Introduction to Real Time Operating Systems Part 1

Fabrice Beya
10 min readMay 2, 2021

--

One of the fundamental goals of an operating system is to make writing software easier! This is done by abstracting all the low level software and hardware resources and exposing them through API’s and services which make writing software applications more convenient. Typical operating system functionalities include the management of hardware resources such as memory and CPU, co-ordinating system activities and providing various supporting services to applications. Depending on the software environment and industry, operating systems will vary in how they perform these tasks. In this article we will outline why Realtime Operating Systems are needed.

The Polled Loop Approach

Most embedded software engineers begin their journey with the traditional Polled Loop approach. Given that an embedded device continuously runs a single while loop from power on to power off, the Polled Loop approach involves placing all your software into one main while loop function.
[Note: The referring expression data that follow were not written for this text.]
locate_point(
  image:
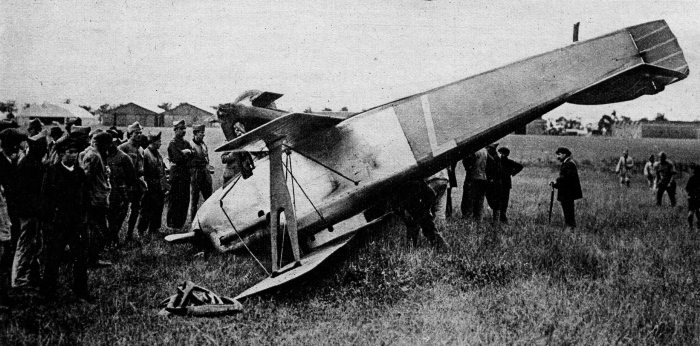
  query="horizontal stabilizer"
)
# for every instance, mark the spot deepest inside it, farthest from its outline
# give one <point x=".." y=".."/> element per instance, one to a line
<point x="180" y="238"/>
<point x="292" y="127"/>
<point x="308" y="263"/>
<point x="265" y="99"/>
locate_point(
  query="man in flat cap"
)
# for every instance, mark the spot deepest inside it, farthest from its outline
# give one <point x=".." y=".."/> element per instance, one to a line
<point x="10" y="141"/>
<point x="509" y="168"/>
<point x="122" y="179"/>
<point x="180" y="154"/>
<point x="568" y="186"/>
<point x="493" y="177"/>
<point x="92" y="161"/>
<point x="34" y="127"/>
<point x="475" y="185"/>
<point x="132" y="147"/>
<point x="200" y="176"/>
<point x="154" y="173"/>
<point x="64" y="205"/>
<point x="30" y="174"/>
<point x="55" y="133"/>
<point x="665" y="172"/>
Optimisations of this approach involves sub dividing all the different functionalities of your system into separate functions which branch out from the main while loop. This approach works well for simple systems.

Figure 1. Polled Loop Approach

Case Study: An Electric Toothbrush

As one can expect there are many limitations to this approach, to demonstrate this let us take an a basic electric toothbrush for example, below is a system overview of this toothbrush.
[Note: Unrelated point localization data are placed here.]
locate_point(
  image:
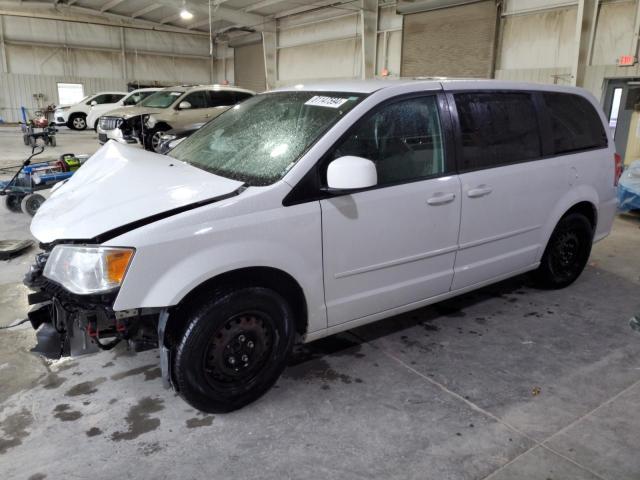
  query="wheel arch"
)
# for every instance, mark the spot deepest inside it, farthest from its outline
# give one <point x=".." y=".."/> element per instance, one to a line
<point x="582" y="200"/>
<point x="269" y="277"/>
Figure 2. Overview of an Electric Toothbrush System

System Description:

When you press the power on button, the toothbrush goes on and the Power LED indicator goes on. When you press the normal speed button the toothbrush motor goes on at 50% of the speed, and when you press the High Speed button the motor runs on 100% of the speed. When you press and hold the power button for more than 3 seconds the Power LED goes off and the toothbrush system goes off.

In typical embedded style we can extrapolate a state diagram which will be the input to our software logic.

Figure 3. State diagram of Electric Toothbrush

So now that we have basic system overview lets apply thePolled Looped approach on this system. Figure 4 below depicts what in pseudo-code how one would apply the Polled Loop Approach on this system.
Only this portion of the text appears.